The subject of this volume, 2200 BC abrupt climate change, brings the study of Holocene climate dynamics to the Old World and forces reconsideration of Old World climate - culture dynamics within ancient civilizations. One month prior to our publication (Weiss et al. 1993) of the Tell Leilan abrupt climate change study, Sirocko et al. (1993) had identified within the marine sediment record a century scale dust flux event and aridification, ca. 3500 BC. over North Africa and Arabia. The ramifications of this event for Mesopotamian and Egyptian state formation remain to be determined with archaeological studies that can document the event and its social effects "on the ground." The Tell Leilan abrupt climate change study differed from the Sirocko study in that it was "on the ground" both climatically and archaeologically, and had almost half a century of background data, hypotheses, and argumentation within the literatures of Mesopotamian, Palestinian and Egyptian archaeology, as well as the archaeology of the Aegean, central and eastern Europe, the Ukraine and Russia.
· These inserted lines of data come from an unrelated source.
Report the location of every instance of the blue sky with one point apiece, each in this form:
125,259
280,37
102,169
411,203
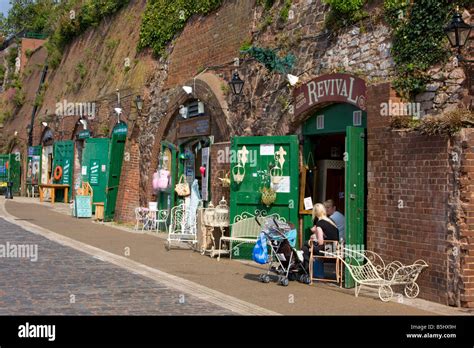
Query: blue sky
4,6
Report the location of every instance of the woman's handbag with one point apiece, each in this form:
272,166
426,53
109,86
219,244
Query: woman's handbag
182,187
162,179
260,252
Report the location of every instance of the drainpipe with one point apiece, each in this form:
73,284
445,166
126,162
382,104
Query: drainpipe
35,107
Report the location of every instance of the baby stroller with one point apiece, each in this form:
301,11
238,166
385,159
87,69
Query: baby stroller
284,259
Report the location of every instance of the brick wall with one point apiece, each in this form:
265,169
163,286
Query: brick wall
463,238
410,170
128,195
28,45
212,40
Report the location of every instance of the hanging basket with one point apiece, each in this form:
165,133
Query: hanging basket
225,180
238,173
276,175
268,196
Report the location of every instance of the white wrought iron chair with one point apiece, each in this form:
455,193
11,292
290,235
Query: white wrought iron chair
183,227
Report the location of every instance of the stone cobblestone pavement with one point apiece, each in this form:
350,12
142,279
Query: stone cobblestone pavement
64,281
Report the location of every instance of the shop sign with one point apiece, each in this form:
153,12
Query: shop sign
339,88
83,207
34,150
196,126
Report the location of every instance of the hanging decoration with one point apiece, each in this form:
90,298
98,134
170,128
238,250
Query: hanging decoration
238,172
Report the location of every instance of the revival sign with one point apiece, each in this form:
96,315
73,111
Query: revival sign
339,88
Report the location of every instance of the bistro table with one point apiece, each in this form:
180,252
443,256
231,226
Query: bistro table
53,188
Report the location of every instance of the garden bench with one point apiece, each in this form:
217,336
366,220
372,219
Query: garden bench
246,229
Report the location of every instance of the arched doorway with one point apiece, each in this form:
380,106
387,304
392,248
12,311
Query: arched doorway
47,141
186,139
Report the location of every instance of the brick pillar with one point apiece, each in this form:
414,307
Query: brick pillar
408,194
128,195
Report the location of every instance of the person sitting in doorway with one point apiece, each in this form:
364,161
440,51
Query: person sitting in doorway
323,229
338,218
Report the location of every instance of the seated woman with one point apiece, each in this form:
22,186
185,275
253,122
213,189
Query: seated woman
324,229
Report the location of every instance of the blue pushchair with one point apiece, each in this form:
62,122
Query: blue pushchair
284,259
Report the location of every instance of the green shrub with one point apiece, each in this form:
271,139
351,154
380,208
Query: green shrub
163,19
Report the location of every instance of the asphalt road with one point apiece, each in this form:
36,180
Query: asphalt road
227,276
57,280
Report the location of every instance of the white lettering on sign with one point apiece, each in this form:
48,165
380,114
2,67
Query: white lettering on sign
334,87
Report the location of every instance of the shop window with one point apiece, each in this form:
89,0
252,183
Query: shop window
357,118
320,122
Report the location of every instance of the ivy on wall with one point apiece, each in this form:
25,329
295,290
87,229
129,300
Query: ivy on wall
418,41
418,36
270,59
73,19
163,19
345,12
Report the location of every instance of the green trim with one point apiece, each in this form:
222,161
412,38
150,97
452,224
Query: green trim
336,118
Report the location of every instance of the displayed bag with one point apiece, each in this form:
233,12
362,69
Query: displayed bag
260,252
182,187
161,179
268,196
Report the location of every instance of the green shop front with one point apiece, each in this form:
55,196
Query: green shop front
185,152
325,160
101,167
10,171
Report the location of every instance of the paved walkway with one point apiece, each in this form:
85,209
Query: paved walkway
232,284
67,282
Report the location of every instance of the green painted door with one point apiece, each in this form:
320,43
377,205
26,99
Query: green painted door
94,166
63,156
355,191
263,153
10,171
33,165
15,172
169,161
10,165
116,150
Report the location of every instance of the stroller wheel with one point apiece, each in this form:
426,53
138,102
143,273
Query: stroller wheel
292,276
304,278
284,281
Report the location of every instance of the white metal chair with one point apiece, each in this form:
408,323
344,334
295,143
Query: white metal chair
161,217
183,228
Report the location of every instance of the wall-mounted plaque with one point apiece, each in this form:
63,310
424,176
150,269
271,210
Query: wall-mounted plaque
196,126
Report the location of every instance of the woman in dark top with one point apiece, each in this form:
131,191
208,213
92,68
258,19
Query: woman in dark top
324,229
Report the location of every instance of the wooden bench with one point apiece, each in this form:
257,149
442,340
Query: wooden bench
246,229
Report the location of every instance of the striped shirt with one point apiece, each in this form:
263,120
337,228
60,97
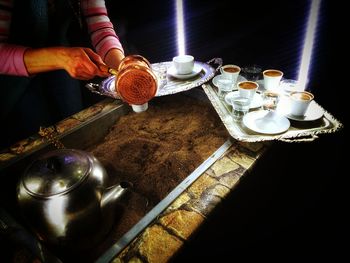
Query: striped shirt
100,28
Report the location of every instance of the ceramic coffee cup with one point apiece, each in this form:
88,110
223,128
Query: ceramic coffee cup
230,72
247,89
272,78
183,64
299,102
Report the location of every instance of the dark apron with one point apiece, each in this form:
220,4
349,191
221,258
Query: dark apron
26,103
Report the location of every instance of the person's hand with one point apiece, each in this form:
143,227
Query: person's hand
80,63
113,58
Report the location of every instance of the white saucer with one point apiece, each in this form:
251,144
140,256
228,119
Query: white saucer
256,102
313,112
196,70
266,122
220,77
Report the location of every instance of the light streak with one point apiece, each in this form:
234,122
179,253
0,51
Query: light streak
308,44
180,27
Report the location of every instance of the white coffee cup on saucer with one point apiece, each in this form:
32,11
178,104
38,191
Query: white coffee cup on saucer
231,72
183,64
299,102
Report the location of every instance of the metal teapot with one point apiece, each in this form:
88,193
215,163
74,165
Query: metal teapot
63,197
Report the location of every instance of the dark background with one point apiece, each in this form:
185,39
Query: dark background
291,207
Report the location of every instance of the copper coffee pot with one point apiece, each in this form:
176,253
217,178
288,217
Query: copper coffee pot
135,82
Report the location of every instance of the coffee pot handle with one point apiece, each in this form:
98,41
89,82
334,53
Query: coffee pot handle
216,61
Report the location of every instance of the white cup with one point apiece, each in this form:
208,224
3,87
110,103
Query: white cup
230,72
299,102
272,78
247,89
183,64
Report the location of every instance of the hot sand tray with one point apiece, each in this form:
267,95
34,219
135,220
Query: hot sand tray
297,131
167,83
145,135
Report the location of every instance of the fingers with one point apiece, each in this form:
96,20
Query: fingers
101,69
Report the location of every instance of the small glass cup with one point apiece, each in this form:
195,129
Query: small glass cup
270,100
224,87
240,106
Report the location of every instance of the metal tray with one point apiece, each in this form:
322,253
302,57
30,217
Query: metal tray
167,84
297,132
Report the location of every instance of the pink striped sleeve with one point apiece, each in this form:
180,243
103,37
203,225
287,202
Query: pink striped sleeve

Hence the challenge of that study and the challenge which subsequent data collection and synthesis presents for traditional epigraphers (sic) historiography of this period, and especially the collapse of Akkad. Traditional third millennium historiography (e.g., Yoffee, 1995; Michalowski, 1993) remains isolated from synchronous developments in adjacent regions and the realities of dynamic soils and landscapes, the economics of imperialized agro-production, and abrupt climate change.
 
The challenges ahead, however, for archaeologists, geoarchaeologists, and climatologists are impressive. As the contributions to this volume make clear, the [quantification] of that which has been identified in various archaeological and natural records is a necessary first step towards the resolution of still conflicting data sets, the full description of the 2200 BC abrupt climate change, and its eventual explanation. Outstanding quantitative issues are the chronology of the beginning of the abrupt climate change as well as for its problematic terminus, geoclimatic processes of wind turbulence, dust deposition, glass shard/tephra/ deposition, aridification, and river flow, across the range of Old World environments during this time frame.
 
Hundreds of years after the event, a cuneiform collection of "prodigies," omen predictions of the collapse of Akkad, preserved the record that "many stars were falling from the sky" (Bjorkman 1973:106). Closer to the event, perhaps as early as 2100 BC, the author of the Curse of Akkad alluded to 'flaming potsherds raining from the sky' (Attinger 1984). Davis (1996) has reminded us of Clube and Napier's impact theory, and asked "Where is the archaeological and geological evidence for the role of their 'Taurid Demons' in human history?" The abrupt climate change at 2200 BC, regardless of an improbable impact explanation, situates hemispheric and social collapse in a global, but ultimately cosmic, context."